Among those regularly flying over Germany were the Hampdens of 83 Squadron. On the night of 17 May, for example, they were among forty-eight bombers to attack Hamburg, Germany’s biggest port. The target had been the oil refinery near the docks. Guy Gibson and his crew had decided to take off later than most – partly because there had been a film they’d wanted to see in Lincoln, but mainly because he aimed to arrive just as the first hint of dawn was creeping over the city to take advantage of improved visibility. They had reached Hamburg without incident, and saw the great city sprawling for miles. Gibson spotted one oil tank on fire and decided to try and dive low, through the clumsy sweep of searchlights and intense flak. He saw one of their fellow crews falling out of the sky on fire, then headed for the target, flying in at 6,000 feet before diving. The first bombs were dropped but did not appear to detonate. Round they went again and this time the bombs looked like they hit their mark, but now they were flying over the centre of Hamburg, flak was hurtling towards them, and they hit the cable of a barrage balloon, which damaged the starboard wing. ‘At last we were out of it all,’ noted Gibson, ‘and save for the usual exchange of fire between ourselves and the flak ships we reached the coast safely.’ The raid caused thirty-six separate fires, the Merck’sche fertilizer factory was gutted, 160 buildings were damaged and thirty-four people were killed. It was hardly mass destruction, yet that didn’t really matter at this point in time. All Britain had to do right now was keep in the fight. That these attacks were getting up the noses of the Nazi war leaders was important, because it was an affront to their aura of invincibility. Moreover, it prompted an increase in both home defences and those on airfields, all of which took both time and resources away from the all-out effort being planned for the attack against Britain.

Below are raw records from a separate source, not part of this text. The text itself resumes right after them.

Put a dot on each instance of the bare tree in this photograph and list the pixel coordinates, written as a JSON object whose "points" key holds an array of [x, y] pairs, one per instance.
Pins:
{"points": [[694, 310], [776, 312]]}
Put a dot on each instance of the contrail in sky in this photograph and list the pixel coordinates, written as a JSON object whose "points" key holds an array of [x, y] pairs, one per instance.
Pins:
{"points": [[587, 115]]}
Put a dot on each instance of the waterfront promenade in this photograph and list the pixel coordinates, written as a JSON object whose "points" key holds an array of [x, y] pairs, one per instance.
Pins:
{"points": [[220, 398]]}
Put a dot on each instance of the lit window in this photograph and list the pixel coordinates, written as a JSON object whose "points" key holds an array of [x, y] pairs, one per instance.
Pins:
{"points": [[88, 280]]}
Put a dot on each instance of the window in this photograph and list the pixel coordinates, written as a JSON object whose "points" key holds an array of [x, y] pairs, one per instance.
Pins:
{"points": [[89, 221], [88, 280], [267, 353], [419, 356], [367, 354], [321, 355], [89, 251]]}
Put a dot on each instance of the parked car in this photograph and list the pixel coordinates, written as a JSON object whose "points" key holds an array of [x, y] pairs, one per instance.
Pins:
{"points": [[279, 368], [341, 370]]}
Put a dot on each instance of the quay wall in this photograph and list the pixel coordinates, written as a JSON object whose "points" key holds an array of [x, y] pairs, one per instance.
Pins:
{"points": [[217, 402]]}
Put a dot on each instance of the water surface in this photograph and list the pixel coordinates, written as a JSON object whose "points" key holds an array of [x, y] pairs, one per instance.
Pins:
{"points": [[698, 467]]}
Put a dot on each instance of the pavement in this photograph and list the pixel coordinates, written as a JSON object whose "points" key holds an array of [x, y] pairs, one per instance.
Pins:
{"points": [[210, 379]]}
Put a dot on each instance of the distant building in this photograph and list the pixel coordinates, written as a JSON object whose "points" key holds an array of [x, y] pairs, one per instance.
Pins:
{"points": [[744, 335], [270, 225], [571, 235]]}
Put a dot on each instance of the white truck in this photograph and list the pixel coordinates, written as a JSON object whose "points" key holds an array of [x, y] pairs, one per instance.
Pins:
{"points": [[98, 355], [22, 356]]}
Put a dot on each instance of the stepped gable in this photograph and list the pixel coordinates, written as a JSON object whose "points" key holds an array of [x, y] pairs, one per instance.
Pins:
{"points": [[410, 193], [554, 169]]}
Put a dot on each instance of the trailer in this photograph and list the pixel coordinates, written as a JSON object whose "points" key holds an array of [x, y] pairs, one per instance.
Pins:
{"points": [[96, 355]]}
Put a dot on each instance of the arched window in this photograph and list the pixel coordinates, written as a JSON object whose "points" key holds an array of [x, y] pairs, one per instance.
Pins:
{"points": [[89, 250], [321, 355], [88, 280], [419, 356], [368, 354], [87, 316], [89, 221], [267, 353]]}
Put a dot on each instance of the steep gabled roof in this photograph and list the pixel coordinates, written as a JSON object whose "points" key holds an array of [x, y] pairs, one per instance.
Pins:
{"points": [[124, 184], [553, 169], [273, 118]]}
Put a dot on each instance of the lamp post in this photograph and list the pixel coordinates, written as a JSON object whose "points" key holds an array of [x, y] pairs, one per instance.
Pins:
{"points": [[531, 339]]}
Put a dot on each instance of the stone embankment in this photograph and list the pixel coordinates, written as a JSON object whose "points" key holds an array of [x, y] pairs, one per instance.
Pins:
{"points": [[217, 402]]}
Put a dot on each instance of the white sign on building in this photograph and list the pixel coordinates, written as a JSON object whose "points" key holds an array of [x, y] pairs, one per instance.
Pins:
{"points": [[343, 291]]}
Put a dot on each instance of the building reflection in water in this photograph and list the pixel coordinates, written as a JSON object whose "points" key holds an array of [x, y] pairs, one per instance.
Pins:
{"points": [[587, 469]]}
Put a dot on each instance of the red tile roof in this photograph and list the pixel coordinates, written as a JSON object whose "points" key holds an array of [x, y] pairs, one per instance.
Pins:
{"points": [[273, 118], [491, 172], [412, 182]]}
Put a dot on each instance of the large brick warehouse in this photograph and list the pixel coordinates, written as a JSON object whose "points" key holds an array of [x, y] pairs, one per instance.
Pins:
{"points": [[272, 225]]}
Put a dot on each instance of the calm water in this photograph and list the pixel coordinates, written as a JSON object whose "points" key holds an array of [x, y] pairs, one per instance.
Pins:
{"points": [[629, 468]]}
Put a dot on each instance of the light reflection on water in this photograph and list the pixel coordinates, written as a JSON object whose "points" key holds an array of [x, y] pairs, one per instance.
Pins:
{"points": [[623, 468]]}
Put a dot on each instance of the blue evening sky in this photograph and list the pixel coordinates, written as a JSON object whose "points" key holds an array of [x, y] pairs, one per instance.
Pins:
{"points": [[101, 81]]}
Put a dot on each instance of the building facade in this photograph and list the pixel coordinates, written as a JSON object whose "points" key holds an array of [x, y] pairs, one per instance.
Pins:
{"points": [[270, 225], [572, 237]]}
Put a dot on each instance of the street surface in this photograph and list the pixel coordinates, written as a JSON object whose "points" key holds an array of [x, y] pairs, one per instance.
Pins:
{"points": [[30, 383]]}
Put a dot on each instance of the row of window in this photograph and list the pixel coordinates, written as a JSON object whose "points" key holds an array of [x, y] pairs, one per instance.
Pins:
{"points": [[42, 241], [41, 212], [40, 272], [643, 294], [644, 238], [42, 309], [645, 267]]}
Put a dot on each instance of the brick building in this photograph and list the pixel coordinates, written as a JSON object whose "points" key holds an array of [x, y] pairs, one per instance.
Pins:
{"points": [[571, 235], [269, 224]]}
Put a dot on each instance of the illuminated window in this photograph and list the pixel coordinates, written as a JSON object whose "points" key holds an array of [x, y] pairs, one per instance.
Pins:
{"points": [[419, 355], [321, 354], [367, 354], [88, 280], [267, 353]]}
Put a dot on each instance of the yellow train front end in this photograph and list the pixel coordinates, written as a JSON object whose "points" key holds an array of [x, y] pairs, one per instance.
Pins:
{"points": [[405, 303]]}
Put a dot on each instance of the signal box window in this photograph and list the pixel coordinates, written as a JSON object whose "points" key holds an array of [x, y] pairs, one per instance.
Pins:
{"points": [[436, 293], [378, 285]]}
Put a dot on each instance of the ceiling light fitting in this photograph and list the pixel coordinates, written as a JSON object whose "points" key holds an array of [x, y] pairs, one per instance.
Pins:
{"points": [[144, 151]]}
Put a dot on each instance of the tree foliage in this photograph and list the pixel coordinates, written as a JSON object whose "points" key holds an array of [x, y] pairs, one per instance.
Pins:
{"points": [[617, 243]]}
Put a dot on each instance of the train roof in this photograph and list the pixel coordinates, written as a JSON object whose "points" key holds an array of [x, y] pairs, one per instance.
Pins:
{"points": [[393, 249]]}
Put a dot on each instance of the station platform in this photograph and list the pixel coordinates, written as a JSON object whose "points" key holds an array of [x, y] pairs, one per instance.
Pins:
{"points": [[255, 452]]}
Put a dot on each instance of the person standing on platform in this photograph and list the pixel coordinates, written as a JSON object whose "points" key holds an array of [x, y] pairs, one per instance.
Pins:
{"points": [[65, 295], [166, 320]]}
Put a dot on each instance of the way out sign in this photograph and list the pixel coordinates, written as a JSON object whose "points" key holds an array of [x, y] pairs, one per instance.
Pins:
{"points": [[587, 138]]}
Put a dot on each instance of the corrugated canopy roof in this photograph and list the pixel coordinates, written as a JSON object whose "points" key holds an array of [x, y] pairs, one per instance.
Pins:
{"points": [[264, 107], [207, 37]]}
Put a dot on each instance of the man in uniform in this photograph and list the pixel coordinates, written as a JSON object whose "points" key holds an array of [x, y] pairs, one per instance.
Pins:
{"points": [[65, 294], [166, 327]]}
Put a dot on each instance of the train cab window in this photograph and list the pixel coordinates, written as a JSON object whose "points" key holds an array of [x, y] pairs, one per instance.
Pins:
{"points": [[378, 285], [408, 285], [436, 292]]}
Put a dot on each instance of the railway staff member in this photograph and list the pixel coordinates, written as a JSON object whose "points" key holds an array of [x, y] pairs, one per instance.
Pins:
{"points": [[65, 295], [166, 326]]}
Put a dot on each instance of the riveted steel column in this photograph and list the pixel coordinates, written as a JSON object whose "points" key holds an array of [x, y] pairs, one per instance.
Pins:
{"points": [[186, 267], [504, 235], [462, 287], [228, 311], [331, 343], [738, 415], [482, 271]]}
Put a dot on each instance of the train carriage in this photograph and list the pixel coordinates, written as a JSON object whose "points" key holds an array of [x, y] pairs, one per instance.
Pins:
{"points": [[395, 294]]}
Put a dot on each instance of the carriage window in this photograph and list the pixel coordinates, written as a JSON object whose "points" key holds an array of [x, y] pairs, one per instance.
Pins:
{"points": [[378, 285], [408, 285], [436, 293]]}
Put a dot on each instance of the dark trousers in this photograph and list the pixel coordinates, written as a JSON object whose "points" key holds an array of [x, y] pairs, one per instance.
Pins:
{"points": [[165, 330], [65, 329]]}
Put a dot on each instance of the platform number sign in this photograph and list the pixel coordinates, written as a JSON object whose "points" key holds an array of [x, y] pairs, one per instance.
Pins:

There was no denying, however, that in safeguarding Britain’s air space, it was Fighter Command that had the key role. Both Air Chief Marshal Sir Cyril Newall, the Chief of the Air Staff, and Air Chief Marshal Sir Hugh Dowding, the C-in-C of Fighter Command, had been repeatedly urging Churchill not to send more fighters to France, especially once it seemed clear France was doomed. As far as they were concerned, it was throwing good money after bad. In all, 396 Hurricanes had been shot down over France and sixty-seven Spitfires. The latter had come directly from Fighter Command and had only been used from south-east England during the air battle over Dunkirk, but the result of this contribution was that by the beginning of June Fighter Command had just 331 fighters left. Dowding had reckoned he needed fifty-eight squadrons to adequately defend Britain, and that had been based on an assumption that the Luftwaffe would be attacking from Germany, not France.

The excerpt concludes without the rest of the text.